Erstaunlich, wie das damals lief: Man hätte doch meinen können, dass er erst bei der Zeitung anruft, um über das Honorar zu verhandeln. Heute würde das wohl etwas anders laufen. Damals waren die Verhältnisse aber auch anders. Wenig später gab es so viele Illustrierte und so wenige Fotojournalisten, dass sich die Verlage um die besten der Branche rissen und sie möglichst mit festen Verträgen an sich banden.

Lebeck erzählte freundlich auch von den wenigen Gelegenheiten, bei denen er Stuttgart besucht hatte: Einmal war er in die Liederhalle gekommen, um Maria Callas zu fotografieren, was ihm auch gelang. Er fuhr dann sogar mit ihr zusammen ins Hotel und konnte sie dort ganz in Ruhe porträtieren.

Bekannt wurde Lebeck 1960 durch eine Reportage unter dem Titel „Afrika im Jahre Null„: Für drei Monate hatte ihn die Illustrierte „Kristall“ nach Afrika geschickt, um über die Länder zu berichten, die sich von ihren jeweiligen Kolonialherren befreit hatten. Von ihm stammt auch das bekannte Foto von Elvis als GI, und besonders gern porträtierte er Romy Schneider. Im Nachhinein auch erstaunlich zukunftsweisend sein Porträt von Helmut Kohl, den er 1972 (!) schräg von unten als wahres Schwergewicht mit großer staatsmännischer Geste vorm Reichstag präsentierte. Viele seiner Reportagen sind auch als Buch erscheinen, der Steidl Verlag aus meiner Heimatstadt Göttingen präsentiert sein Werk.

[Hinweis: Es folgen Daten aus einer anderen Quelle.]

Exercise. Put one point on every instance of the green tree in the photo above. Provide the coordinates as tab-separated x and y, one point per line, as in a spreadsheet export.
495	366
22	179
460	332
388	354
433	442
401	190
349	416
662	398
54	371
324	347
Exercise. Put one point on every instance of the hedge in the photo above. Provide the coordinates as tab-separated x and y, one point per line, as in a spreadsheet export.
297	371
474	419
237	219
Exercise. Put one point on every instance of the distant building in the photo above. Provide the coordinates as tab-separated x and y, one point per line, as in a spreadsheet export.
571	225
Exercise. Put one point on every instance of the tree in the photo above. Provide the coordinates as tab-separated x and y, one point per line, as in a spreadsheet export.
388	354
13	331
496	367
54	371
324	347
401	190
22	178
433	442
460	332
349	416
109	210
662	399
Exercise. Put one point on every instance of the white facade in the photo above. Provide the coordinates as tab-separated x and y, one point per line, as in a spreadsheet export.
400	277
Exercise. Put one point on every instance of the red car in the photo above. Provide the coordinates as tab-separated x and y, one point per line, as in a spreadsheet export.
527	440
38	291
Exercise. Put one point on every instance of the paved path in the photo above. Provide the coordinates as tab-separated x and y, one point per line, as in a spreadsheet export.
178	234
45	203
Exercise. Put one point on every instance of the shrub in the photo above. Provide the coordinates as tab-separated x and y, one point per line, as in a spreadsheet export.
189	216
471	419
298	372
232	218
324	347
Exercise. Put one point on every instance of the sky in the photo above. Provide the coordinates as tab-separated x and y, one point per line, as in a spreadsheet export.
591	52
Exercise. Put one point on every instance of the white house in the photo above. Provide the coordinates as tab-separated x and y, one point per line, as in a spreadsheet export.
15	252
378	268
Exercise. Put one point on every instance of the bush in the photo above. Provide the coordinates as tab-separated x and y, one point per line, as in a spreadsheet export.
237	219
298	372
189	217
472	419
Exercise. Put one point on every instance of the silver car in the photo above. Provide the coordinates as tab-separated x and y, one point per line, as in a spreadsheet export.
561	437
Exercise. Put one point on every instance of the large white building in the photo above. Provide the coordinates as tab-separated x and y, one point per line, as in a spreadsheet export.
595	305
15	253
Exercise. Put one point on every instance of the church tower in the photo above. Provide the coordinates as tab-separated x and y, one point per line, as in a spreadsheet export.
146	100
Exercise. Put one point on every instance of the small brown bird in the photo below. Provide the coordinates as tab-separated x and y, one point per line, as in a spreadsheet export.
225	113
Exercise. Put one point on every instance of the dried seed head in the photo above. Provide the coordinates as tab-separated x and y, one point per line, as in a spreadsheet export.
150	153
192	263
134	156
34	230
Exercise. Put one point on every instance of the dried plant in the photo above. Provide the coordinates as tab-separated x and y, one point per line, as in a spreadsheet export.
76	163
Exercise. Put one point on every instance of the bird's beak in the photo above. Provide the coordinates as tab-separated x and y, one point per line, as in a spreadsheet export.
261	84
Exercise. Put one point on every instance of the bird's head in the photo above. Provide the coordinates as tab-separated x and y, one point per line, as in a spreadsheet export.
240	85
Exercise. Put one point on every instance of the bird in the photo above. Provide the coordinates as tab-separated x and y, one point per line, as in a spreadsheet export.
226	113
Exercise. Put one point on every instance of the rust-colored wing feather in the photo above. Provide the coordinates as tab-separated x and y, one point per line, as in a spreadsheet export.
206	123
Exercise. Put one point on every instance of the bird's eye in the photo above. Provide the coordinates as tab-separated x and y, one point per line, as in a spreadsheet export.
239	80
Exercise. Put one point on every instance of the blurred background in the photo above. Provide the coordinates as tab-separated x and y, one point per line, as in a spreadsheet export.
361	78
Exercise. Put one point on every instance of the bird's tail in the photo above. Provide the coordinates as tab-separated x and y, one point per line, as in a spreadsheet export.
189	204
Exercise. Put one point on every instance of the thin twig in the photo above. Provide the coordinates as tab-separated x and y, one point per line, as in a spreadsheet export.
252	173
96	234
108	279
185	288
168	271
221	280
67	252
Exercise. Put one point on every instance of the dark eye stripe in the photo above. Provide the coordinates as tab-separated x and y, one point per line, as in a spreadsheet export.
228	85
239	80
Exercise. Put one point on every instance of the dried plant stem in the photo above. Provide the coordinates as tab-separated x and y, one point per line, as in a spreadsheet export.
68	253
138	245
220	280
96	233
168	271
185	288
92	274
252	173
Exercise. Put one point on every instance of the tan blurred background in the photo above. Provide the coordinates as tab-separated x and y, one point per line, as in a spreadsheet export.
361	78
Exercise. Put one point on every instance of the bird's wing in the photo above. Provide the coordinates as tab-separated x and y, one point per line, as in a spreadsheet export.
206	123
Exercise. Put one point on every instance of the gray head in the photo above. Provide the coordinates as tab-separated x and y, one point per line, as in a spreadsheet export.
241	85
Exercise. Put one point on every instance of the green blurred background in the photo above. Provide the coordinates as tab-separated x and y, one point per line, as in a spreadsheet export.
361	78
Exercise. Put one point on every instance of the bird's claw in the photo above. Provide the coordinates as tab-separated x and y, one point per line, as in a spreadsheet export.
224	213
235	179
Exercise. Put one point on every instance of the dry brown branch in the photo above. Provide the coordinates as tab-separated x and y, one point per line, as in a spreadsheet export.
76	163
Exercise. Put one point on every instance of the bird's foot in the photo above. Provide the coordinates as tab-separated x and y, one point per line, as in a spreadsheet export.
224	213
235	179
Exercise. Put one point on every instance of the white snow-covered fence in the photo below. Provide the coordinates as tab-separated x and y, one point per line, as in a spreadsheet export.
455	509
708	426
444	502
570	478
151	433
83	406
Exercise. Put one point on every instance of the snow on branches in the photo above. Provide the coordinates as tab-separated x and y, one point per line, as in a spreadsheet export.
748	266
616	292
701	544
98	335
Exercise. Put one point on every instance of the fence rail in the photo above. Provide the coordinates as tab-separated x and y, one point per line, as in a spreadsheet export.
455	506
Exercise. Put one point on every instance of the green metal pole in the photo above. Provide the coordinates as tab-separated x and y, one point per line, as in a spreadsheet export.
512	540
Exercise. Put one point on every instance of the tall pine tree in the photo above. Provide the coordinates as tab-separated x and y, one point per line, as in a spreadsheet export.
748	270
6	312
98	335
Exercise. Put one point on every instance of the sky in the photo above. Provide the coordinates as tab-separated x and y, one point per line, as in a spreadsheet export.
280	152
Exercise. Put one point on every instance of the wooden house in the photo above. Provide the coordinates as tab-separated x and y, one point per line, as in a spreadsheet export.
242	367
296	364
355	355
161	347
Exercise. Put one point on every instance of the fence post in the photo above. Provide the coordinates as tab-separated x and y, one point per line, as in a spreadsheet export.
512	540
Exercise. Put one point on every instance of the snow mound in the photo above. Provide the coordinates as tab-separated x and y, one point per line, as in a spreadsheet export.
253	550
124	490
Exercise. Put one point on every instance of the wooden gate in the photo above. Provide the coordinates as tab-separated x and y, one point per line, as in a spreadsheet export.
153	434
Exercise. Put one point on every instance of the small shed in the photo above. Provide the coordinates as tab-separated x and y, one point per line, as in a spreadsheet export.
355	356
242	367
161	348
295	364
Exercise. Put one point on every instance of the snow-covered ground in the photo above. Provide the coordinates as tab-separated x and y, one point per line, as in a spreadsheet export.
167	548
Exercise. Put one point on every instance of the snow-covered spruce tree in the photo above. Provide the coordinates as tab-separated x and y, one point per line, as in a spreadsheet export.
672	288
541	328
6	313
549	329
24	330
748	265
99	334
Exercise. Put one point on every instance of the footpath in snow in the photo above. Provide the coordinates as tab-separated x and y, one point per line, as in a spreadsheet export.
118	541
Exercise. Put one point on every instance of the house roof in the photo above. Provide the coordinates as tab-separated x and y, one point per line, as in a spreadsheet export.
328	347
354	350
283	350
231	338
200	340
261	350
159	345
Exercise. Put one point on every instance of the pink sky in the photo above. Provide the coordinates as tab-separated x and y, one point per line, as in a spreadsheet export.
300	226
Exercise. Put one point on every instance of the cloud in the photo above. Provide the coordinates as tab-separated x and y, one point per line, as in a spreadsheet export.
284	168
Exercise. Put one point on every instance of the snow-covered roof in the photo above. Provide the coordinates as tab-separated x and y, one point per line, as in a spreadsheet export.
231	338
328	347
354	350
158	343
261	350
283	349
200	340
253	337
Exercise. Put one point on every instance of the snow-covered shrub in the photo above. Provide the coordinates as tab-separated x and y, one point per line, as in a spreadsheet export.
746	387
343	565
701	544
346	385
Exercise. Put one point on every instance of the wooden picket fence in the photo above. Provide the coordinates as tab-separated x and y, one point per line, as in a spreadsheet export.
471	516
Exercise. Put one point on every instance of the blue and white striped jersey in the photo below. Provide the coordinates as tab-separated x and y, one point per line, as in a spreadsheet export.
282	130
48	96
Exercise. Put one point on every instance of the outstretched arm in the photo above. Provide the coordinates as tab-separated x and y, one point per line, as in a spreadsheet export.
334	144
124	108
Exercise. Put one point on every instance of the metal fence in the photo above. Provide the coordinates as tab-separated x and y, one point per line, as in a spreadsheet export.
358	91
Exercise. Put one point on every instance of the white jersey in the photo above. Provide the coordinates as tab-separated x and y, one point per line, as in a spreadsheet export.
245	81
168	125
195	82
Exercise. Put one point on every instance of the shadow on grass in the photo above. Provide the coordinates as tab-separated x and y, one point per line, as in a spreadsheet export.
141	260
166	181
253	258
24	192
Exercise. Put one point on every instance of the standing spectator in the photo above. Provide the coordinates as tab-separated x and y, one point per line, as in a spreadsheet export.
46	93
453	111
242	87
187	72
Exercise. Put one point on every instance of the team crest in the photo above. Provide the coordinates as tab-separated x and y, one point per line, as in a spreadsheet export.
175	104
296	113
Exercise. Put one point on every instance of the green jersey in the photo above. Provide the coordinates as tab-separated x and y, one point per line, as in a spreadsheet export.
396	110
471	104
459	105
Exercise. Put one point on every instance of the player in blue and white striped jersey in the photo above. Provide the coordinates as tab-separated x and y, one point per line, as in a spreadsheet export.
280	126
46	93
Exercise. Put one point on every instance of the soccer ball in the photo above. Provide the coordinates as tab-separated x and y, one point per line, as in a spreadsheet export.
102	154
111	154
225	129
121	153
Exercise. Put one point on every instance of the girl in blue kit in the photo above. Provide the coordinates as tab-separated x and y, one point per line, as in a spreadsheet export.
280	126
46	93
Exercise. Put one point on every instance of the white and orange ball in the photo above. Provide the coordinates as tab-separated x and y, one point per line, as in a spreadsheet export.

Kurheim in Diez an der Lahn, Deutschland 1986

Die Fotos in diesem Beitrag stammen übrigens aus der Pressemappe zur Ausstellung.

Die VHS hatte die Vernissage der Ausstellung gestern, wie ich fand, etwas lieblos gestaltet. Doch der große Fotograf, der lange und in assoziativen Schleifen aus seinem Leben erzählte, machte dieses Manko mit seiner Spontanität und Herzenswärme mehr als wett. Präsentiert werden in dieser Ausstellung Farbfotos von 1960 bis 2000, obwohl ja, wie er selbst sagte, Schwarzweißfotos „irgendwie besser“ sind. Mich haben viele seiner sozialkritischen Fotos berührt und die Ästhetik einiger ganz unspektakulärer Aufnahmen wie die von der Wachablösung auf dem Roten Platz in Moskau, die ein kleiner Junge ganz fasziniert verfolgt. Lebecks Fotos erzählen nicht zuletzt viele spannende Geschichten aus den letzten fünf Jahrzehnten, und er war bei den bedeutendsten historischen Umwälzungen im In- und Ausland dabei. Politiker- und Prominentenporträts finde ich oft eher langweilig, es sei denn, sie zeigen einen ganz besonderen Blick. Und den hat Robert Lebeck zweifellos.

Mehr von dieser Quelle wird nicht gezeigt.